Jan Fabre e il suo doppio

Chapter VIII

E’ lecito supporre che l’imprevedibile e visionario Jan Fabre (Anversa, 1958) stia covando da  tempo un amore nient’affatto platonico per il volubile clima artistico della Capitale, perennemente oscillante tra l’archeologia e la sperimentazione. Eccolo, come regista, nel primo scorcio di ottobre al Teatro Argentina per il Romaeuropa Festival, presentare Belgian rules/Belgium rules, un omaggio amaramente carnascialesco alla sua terra nativa. Ed eccolo di nuovo, in questi giorni, in veste di scultore, alla Galleria Magazzino Arte Moderna, esattamente per la sesta volta, con la mostra Maskers, una raccolta di autoritratti in bronzo dorato ed in cera. Eh sì, perché a Fabre piace trafficare con le Muse e intrecciarne le arti: eterno gioco di stregoneria e mestiere, scriverà nel suo Giornale notturno, una sorta di giovanile autoritratto in prosa.
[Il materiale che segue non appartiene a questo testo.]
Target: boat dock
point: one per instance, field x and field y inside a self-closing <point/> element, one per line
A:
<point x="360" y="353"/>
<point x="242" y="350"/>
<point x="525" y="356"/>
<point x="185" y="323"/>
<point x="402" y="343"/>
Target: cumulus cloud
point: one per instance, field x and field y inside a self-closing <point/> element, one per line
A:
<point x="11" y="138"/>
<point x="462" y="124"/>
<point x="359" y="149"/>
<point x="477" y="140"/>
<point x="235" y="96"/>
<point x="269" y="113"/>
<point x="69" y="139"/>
Ci aggiriamo tra i busti dove l’identità del polimorfo scultore estrosamente si moltiplica: quasi tutti – o almeno quelli che più ci colpiscono – si presentano cornuti o orecchiuti, cioè, in qualche modo, animaleschi. Il piacere estetico-fisico dell’autoritratto, dell’impatto retinico della proprio Io oggettivato in un’immagine plastica o pittorica, è una tentazione a cui pochi artisti di figura hanno saputo resistere. Fino a giungere, in certi casi più critici, alla necessità surrettizia della coazione. Come se, con una sorta di cortocircuito corticale, il pensiero immaginativo speculasse e rispecchiasse se stesso, restituendo, alchemicamente trasmutato, il proprio simulacro di carne. Primo artista ad avere ricevuto, in vita, l’onore di una personale al Louvre, questo fantasioso “servitore della bellezza” – come ama definirsi – sembra cercare nella propria corporeità l’abbrivio del movimento creativo: una tentazione concettuale avvinta alla fluida biologia ctonia delle lacrime, del sangue e dello sperma – di cui si è servito in alcuni dei suoi lavori – fino alla dionisiaca ibridazione teriomorfica degli autoritratti che ci circondano in questa appartata galleria romana, trasformata per l’occasione in un sorprendente e ovattato Tiaso.

La terra fiamminga ha generato Rubens, Van Eyck, Rops, Ensor, Magritte, e ci sembra che un rivolo di questo sangue molteplice scorra nelle vene impervie dell’artista di Anversa. Osserviamo ancora una volta le corna di varia foggia e le orecchie asinine che adornano i busti: bestiali, mitologiche appendici protese come improbabili antenne a captare timidi lacerti di bellezza. Un’immagine suggestiva  che ci conduce alle soglie del mistero dell’Arte.